In the Shadow of St Paul’s

Deceit, fraud and suicide in the Church of England.

Martin Sargeant had a taste for the finer things in life. A bulldog-faced man in his fifties, he carried Louis Vuitton luggage, sported a Mont Blanc watch and was a frequenter of the £500-a-night Marriott hotel in Canary Wharf. His more sober-minded colleagues scratched their heads as to how the church official could host meetings in lavish venues and luxuriate in fancy restaurants. He was always greedy for gossip: the more lurid the titbits, the better.

As he rose up the ranks at the Diocese of London, he became indispensable. Not only to bishops and archdeacons, but to the parish priests who needed the omnipresent fixer to help them repair their crumbling churches and get their balance sheets back into the black.

Sargeant’s schemes could be absurdly grandiose. He identified the Church of St Mary-le-Strand as being ripe for conversion into a London branch of the ‘Museum of the Bible’, a Washington, D.C. setup by billionaire Steve Green, which has been mired in scandal over attempts to use his Hobby Lobby craft stores to smuggle papyri and other manuscripts from the Middle East. As of 2020, the museum had been forced to repatriate more than 15,000 artefacts to Iraq and Egypt by US customs. None of this bothered Sargeant.

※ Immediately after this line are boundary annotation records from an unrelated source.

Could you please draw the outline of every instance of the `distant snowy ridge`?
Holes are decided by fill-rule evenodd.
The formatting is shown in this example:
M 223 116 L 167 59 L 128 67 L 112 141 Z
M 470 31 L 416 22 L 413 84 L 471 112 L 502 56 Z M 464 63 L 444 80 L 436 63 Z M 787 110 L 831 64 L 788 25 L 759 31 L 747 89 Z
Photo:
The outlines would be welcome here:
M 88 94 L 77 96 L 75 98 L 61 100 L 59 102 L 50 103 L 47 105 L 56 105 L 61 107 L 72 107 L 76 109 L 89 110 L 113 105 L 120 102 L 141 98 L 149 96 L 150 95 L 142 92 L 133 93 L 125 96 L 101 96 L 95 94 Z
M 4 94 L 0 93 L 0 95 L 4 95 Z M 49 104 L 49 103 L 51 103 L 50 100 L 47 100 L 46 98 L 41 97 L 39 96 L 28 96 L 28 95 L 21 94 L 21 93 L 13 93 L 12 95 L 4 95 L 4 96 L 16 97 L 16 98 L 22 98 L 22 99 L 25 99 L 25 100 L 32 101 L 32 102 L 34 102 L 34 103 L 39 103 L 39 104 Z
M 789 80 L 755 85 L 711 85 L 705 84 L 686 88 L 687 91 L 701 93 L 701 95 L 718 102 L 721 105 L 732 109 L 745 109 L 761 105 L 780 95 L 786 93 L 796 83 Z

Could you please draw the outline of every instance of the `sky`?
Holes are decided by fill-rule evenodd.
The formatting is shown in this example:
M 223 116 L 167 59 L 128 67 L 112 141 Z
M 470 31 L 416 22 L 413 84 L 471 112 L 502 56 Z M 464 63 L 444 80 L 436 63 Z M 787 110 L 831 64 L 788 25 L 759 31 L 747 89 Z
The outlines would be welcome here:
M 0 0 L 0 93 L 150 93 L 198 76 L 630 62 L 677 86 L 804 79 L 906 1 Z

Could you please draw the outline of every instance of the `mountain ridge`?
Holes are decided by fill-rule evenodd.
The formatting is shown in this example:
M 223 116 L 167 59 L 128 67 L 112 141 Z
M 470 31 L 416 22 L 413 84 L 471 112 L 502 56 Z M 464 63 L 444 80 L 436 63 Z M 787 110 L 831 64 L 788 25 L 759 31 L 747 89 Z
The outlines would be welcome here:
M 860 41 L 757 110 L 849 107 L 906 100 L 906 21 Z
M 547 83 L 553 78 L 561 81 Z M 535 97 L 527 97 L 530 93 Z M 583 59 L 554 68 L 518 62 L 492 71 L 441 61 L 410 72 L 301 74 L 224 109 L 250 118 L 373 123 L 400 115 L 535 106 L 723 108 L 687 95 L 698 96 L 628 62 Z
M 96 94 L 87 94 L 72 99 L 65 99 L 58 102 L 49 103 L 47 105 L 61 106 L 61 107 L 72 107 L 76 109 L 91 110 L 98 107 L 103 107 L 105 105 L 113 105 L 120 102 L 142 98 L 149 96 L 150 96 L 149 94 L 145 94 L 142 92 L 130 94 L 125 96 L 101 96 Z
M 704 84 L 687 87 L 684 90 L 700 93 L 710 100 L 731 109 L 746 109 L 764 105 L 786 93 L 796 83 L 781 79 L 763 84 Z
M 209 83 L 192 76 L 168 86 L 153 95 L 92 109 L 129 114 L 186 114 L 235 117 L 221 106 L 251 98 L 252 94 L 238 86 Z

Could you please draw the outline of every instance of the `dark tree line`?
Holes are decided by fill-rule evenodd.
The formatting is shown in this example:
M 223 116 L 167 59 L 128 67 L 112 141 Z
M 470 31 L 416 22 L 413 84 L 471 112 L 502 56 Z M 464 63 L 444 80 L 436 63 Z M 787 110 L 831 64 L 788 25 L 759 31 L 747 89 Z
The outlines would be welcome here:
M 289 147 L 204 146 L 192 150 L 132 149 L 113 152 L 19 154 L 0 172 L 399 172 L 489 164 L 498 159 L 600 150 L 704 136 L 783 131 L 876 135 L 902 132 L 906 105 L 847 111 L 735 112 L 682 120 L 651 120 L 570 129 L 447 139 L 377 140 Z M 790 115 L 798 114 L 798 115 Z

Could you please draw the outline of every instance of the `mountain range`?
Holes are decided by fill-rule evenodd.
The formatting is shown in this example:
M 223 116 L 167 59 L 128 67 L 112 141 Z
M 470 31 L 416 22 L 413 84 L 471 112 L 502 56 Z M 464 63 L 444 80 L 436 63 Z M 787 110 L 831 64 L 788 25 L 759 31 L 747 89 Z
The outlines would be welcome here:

The unprepossessing, portly church official was actively courted by clergy. One such vicar was Philip Warner, who had been getting on splendidly with him. Sargeant had wangled some money to smarten up the tower of his Christopher Wren-designed church and so the cleric invited the official and his partner to a little dinner at the vicarage.

It came as something of a shock when, a few years later, the priest received an email from the diocese about extraordinary allegations Sargeant had made about him during an exit interview. The departing staffer told his bosses on his way out the door that Warner was ‘known to make passes at members of the congregation’.

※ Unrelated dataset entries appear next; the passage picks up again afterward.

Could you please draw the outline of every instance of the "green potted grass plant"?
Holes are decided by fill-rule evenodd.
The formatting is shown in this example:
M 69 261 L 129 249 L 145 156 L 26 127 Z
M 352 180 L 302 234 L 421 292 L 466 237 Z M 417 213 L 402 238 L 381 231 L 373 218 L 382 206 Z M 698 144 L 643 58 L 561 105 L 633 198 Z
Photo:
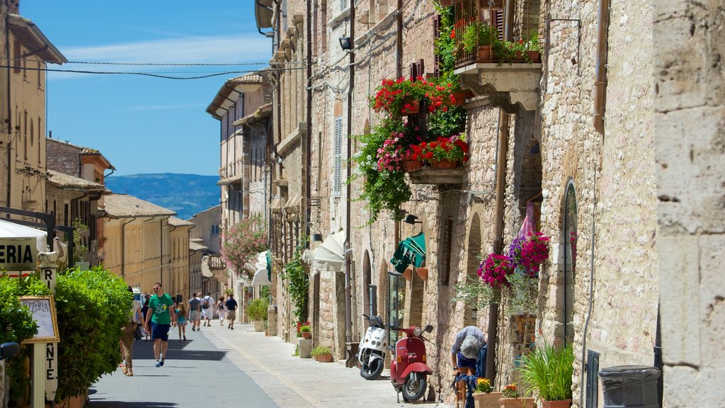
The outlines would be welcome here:
M 332 362 L 332 350 L 327 346 L 317 346 L 310 354 L 320 362 Z
M 543 408 L 564 408 L 571 405 L 573 362 L 571 344 L 556 348 L 544 343 L 525 354 L 517 370 L 529 393 L 538 394 Z
M 265 320 L 267 319 L 267 308 L 269 304 L 266 299 L 259 298 L 252 301 L 246 308 L 246 314 L 249 319 L 254 322 L 254 331 L 261 332 L 265 330 Z

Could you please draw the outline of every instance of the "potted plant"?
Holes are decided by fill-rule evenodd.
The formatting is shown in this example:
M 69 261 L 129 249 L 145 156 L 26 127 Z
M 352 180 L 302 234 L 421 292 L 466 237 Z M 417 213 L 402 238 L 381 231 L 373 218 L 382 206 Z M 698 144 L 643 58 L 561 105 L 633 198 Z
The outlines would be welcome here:
M 246 308 L 249 319 L 254 322 L 254 331 L 261 332 L 265 329 L 264 321 L 267 319 L 267 308 L 269 305 L 266 299 L 259 298 L 252 301 Z
M 468 144 L 465 142 L 465 133 L 422 142 L 411 146 L 411 149 L 414 159 L 430 163 L 434 168 L 452 168 L 459 163 L 468 161 Z
M 495 27 L 483 21 L 473 21 L 463 29 L 461 44 L 465 52 L 477 52 L 478 60 L 484 62 L 492 60 L 492 46 L 497 41 L 498 33 Z
M 332 350 L 327 346 L 317 346 L 310 353 L 315 360 L 322 363 L 332 362 Z
M 573 362 L 571 343 L 557 348 L 544 343 L 524 354 L 516 370 L 529 392 L 538 394 L 544 408 L 564 408 L 571 404 Z
M 501 408 L 534 408 L 534 399 L 523 397 L 515 384 L 509 384 L 501 390 L 502 397 L 499 399 Z
M 526 57 L 529 62 L 538 62 L 542 58 L 542 46 L 539 42 L 539 33 L 536 30 L 531 30 L 529 33 L 529 41 L 526 42 Z
M 494 387 L 488 378 L 476 380 L 476 392 L 473 395 L 476 408 L 498 408 L 498 400 L 502 394 L 493 391 Z
M 299 332 L 302 335 L 302 338 L 310 338 L 312 335 L 310 332 L 310 330 L 311 327 L 310 327 L 310 325 L 304 325 L 304 326 L 299 327 Z

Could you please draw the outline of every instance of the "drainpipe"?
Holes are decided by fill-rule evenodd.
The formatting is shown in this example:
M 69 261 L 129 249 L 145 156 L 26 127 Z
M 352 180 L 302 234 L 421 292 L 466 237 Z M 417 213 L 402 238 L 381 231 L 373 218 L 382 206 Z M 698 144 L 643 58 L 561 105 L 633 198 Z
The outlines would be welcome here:
M 504 25 L 504 39 L 513 38 L 513 2 L 506 1 L 505 24 Z M 496 163 L 496 213 L 495 230 L 494 232 L 494 253 L 503 251 L 504 207 L 506 192 L 506 158 L 508 156 L 508 128 L 510 115 L 502 110 L 499 110 L 498 157 Z M 489 306 L 488 353 L 486 354 L 486 378 L 494 383 L 496 380 L 496 343 L 498 338 L 499 304 Z
M 5 0 L 5 57 L 6 61 L 10 62 L 10 2 L 9 0 Z M 7 68 L 7 89 L 6 91 L 7 92 L 7 133 L 11 134 L 12 133 L 12 110 L 10 109 L 10 105 L 12 104 L 12 100 L 10 98 L 10 81 L 12 75 L 12 64 L 8 64 Z M 7 143 L 7 204 L 8 208 L 12 207 L 10 202 L 10 192 L 12 191 L 12 177 L 11 174 L 12 174 L 12 168 L 11 163 L 13 163 L 12 160 L 12 153 L 11 152 L 10 147 L 12 145 L 12 137 L 11 136 Z
M 136 217 L 121 224 L 121 278 L 126 277 L 126 225 L 136 221 Z M 143 283 L 143 281 L 141 281 Z
M 597 59 L 594 62 L 594 128 L 604 136 L 607 105 L 607 49 L 609 39 L 609 0 L 599 0 L 597 23 Z
M 352 168 L 349 165 L 352 158 L 352 93 L 355 86 L 355 4 L 350 4 L 350 79 L 347 88 L 347 179 L 352 176 Z M 352 222 L 350 212 L 350 197 L 352 194 L 352 186 L 347 183 L 345 194 L 345 342 L 352 341 L 352 308 L 350 306 L 350 269 L 352 262 L 350 253 L 352 245 L 350 241 L 350 224 Z
M 307 171 L 305 171 L 306 176 L 304 182 L 306 184 L 304 188 L 305 195 L 305 203 L 304 203 L 304 236 L 310 236 L 310 223 L 312 221 L 312 187 L 310 185 L 312 181 L 312 2 L 310 0 L 305 1 L 307 3 L 307 109 L 305 110 L 305 121 L 307 121 L 307 126 L 305 133 L 307 136 L 304 138 L 304 166 L 307 168 Z M 355 4 L 352 6 L 352 9 L 355 9 Z M 307 246 L 310 245 L 310 241 L 307 241 Z

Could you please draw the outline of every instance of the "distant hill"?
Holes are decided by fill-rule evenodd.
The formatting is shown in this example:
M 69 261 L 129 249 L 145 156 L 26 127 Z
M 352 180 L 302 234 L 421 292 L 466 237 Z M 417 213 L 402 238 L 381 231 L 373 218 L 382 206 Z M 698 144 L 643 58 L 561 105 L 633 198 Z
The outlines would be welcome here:
M 128 194 L 178 213 L 180 219 L 219 204 L 217 176 L 199 174 L 133 174 L 106 178 L 106 187 L 117 194 Z

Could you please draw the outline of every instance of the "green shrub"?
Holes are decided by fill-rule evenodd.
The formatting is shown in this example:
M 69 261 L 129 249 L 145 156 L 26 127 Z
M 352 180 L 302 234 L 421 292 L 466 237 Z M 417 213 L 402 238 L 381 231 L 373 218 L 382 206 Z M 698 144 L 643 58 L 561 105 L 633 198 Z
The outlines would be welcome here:
M 246 314 L 252 320 L 266 320 L 268 306 L 267 299 L 257 298 L 249 303 L 249 306 L 246 308 Z
M 313 356 L 332 354 L 332 350 L 327 346 L 318 346 L 310 352 Z
M 102 375 L 115 371 L 120 330 L 128 322 L 133 298 L 127 287 L 102 266 L 59 274 L 57 399 L 80 395 Z
M 553 345 L 537 344 L 536 348 L 521 358 L 521 381 L 529 393 L 536 391 L 547 401 L 571 399 L 571 376 L 574 370 L 574 354 L 571 344 L 557 349 Z
M 0 343 L 20 343 L 38 332 L 38 325 L 18 296 L 43 296 L 50 294 L 48 287 L 35 276 L 26 278 L 0 275 Z M 32 345 L 20 345 L 20 352 L 7 359 L 6 373 L 9 380 L 11 401 L 29 396 L 30 379 L 25 361 L 30 356 Z

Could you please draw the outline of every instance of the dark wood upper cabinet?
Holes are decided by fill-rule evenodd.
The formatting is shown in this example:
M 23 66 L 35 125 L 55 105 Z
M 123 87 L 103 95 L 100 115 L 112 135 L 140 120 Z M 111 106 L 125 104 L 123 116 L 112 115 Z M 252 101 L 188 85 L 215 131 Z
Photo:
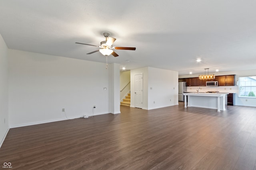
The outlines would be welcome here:
M 179 78 L 179 82 L 186 82 L 186 78 Z
M 226 86 L 226 76 L 219 76 L 218 78 L 219 86 Z
M 226 76 L 226 86 L 235 86 L 235 75 L 230 75 Z
M 218 76 L 218 81 L 219 86 L 235 86 L 235 76 Z

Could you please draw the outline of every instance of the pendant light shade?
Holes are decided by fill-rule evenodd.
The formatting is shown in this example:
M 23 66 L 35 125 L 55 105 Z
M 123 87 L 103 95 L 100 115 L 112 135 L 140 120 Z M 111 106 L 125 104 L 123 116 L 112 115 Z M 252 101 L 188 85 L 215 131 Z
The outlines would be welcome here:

The clergyman was flabbergasted at the ‘fantasy’ concocted by Sargeant’s salacious imagination. But what hurt the genteel Warner most was the betrayal. He had befriended his colleague, welcomed him into his home, only to be stabbed in the back. What Warner did not yet know was just how far Sargeant’s spool of deceit had spread throughout the Diocese of London. How many other innocent priests had been suckered by his lies. How much power and influence – and ill-gotten wealth – the fixer had accumulated over the decades. And how he had used it to such devastating and ultimately tragic effect when he was finally forced out.